The first night at a recent women's retreat we started off with an imagery exercise. We each shared a memory of a time and place where we had felt safe and protected. My place was the small flower garden my daughter and I discovered behind the herb shop in Cambria on the California Central Coast.
For weeks we had been hiking and walking the coastal hills with wild, wide open views of dramatic surf, cliffs, and rock formations, so different from the pastoral scenery of my native Maryland. For those same weeks we also had been dealing with medical testing procedures and a progression of ever sobering results. The day we visited the herb shop was sunny and beautiful, and only a few days after my daughter's mastectomy.
The warren of rooms in the fragrant shop led to a door opening onto another world. Imagine Dorothy's first glimpse of Oz. The enclosed garden with its messy profusion of flowering herbs, trellises, and lovingly placed benches felt welcoming and reassuring. My daughter and I were soon basking in the sun, out of the wind, hidden from the views of passersby.

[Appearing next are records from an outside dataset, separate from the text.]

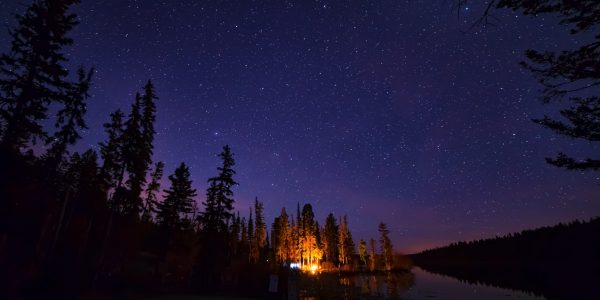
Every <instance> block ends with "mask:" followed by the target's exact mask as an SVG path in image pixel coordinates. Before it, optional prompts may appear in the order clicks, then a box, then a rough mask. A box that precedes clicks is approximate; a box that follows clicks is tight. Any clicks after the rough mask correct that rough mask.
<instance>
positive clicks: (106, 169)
mask: <svg viewBox="0 0 600 300" xmlns="http://www.w3.org/2000/svg"><path fill="white" fill-rule="evenodd" d="M124 117H125V116H124V114H123V112H121V111H120V110H117V111H115V112H113V113H111V114H110V119H111V121H110V123H105V124H104V130H105V131H106V133H107V134H108V140H107V141H106V143H100V155H101V157H102V160H103V164H102V168H101V170H100V173H101V176H102V178H103V180H104V183H105V185H106V189H107V190H108V189H111V188H115V189H116V188H117V187H118V186H120V185H121V181H122V180H123V172H124V168H125V167H124V162H123V160H124V158H123V130H124V129H123V128H124V127H123V118H124Z"/></svg>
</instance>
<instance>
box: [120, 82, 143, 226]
mask: <svg viewBox="0 0 600 300" xmlns="http://www.w3.org/2000/svg"><path fill="white" fill-rule="evenodd" d="M141 101H142V96H141V95H140V94H139V93H137V94H136V95H135V100H134V102H133V104H132V105H131V112H130V113H129V118H128V119H127V122H125V131H124V132H123V159H124V163H125V169H126V170H127V174H128V178H127V182H126V183H127V186H128V187H129V191H128V192H127V194H126V196H125V197H124V199H123V200H124V201H123V202H122V204H121V209H120V210H121V212H122V213H123V214H125V215H130V216H134V215H137V214H138V212H139V211H140V209H141V207H142V201H141V199H140V194H141V192H142V186H143V185H144V183H145V182H146V169H147V168H146V166H145V157H144V153H143V152H144V144H143V135H142V128H141V122H142V115H141V112H140V110H141V109H142V107H141V105H142V102H141Z"/></svg>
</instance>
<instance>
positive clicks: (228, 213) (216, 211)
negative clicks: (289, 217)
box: [200, 145, 250, 233]
mask: <svg viewBox="0 0 600 300" xmlns="http://www.w3.org/2000/svg"><path fill="white" fill-rule="evenodd" d="M219 157H220V158H221V160H222V161H223V164H222V166H221V167H218V168H217V170H218V171H219V175H217V176H216V177H211V178H209V179H208V184H209V187H208V189H207V191H206V201H205V202H203V203H202V204H203V205H204V213H202V214H201V215H200V222H201V223H202V224H203V228H204V229H205V230H208V231H211V232H220V233H226V232H227V224H228V221H229V219H230V218H232V217H233V203H234V202H235V200H234V199H233V191H232V190H231V189H232V188H233V187H234V186H235V185H237V184H238V183H237V182H236V181H235V180H234V179H233V176H234V175H235V171H234V170H233V166H234V165H235V160H234V159H233V153H231V149H230V148H229V146H228V145H225V146H224V147H223V151H222V152H221V154H219ZM248 227H250V221H249V223H248Z"/></svg>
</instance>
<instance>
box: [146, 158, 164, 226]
mask: <svg viewBox="0 0 600 300" xmlns="http://www.w3.org/2000/svg"><path fill="white" fill-rule="evenodd" d="M164 167H165V164H164V163H163V162H162V161H159V162H157V163H156V166H155V167H154V171H153V172H152V174H151V175H150V183H148V186H147V187H146V201H145V205H144V212H143V215H142V220H145V221H152V214H154V213H157V212H158V211H157V206H158V199H157V198H156V193H157V192H158V191H159V190H160V180H161V179H162V175H163V169H164Z"/></svg>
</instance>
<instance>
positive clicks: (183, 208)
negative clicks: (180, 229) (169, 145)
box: [157, 163, 196, 229]
mask: <svg viewBox="0 0 600 300" xmlns="http://www.w3.org/2000/svg"><path fill="white" fill-rule="evenodd" d="M169 180H170V181H171V187H170V188H169V189H168V190H164V192H165V194H166V195H165V199H164V200H163V201H162V202H160V203H158V214H157V219H158V222H159V224H160V225H162V226H164V227H167V228H175V229H186V228H184V226H183V225H184V222H183V221H182V220H183V219H185V215H188V214H191V213H192V212H193V209H194V197H195V196H196V190H195V189H193V188H192V181H191V180H190V170H189V168H188V167H187V166H186V165H185V164H184V163H181V164H180V165H179V167H177V169H175V172H174V173H173V174H172V175H169Z"/></svg>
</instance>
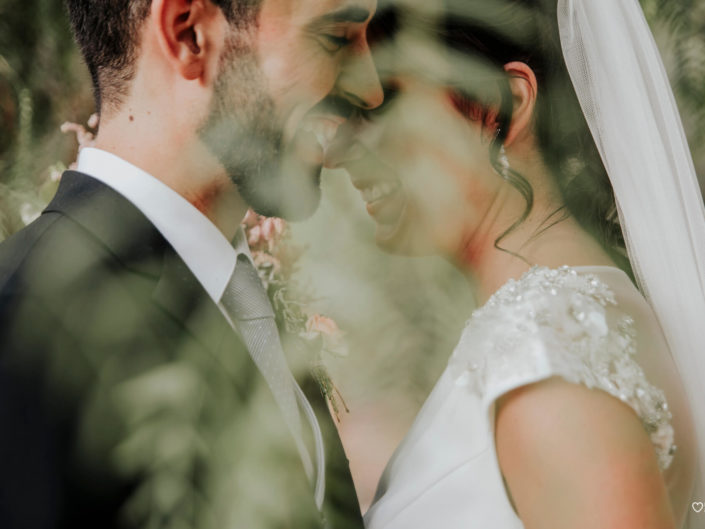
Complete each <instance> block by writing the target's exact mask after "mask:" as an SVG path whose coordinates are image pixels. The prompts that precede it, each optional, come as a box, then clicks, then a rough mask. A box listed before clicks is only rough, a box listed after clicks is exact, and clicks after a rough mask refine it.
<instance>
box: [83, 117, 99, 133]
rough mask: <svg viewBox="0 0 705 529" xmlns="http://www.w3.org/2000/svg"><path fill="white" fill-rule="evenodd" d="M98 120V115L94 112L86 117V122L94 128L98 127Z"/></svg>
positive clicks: (98, 122) (92, 128)
mask: <svg viewBox="0 0 705 529" xmlns="http://www.w3.org/2000/svg"><path fill="white" fill-rule="evenodd" d="M99 121H100V116H99V115H98V114H97V113H95V114H91V117H89V118H88V121H87V122H86V123H87V125H88V126H89V127H90V128H92V129H94V130H95V129H96V128H97V127H98V123H99Z"/></svg>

I also felt hidden from the hugeness of the coastal intensity, the hugeness of an impassive God's eye.
I noticed tiny bees lazily visiting each blossom of a low lying plant at my feet. The smallness, the delicacy, the friendliness of the scene soothed a sharp sense of helplessness. I had been feeling vulnerable and insignificant in the face of giant forces that threatened to overwhelm me--my daughter's cancer and the awesome seascape. But here was a human-scaled space where we could rest, breathe, and be at home. The garden maker's intention to delight and enclose with beauty felt nurturing, even though the gardener herself was unknown and unseen. I knew then that my daughter was going to heal. And she has.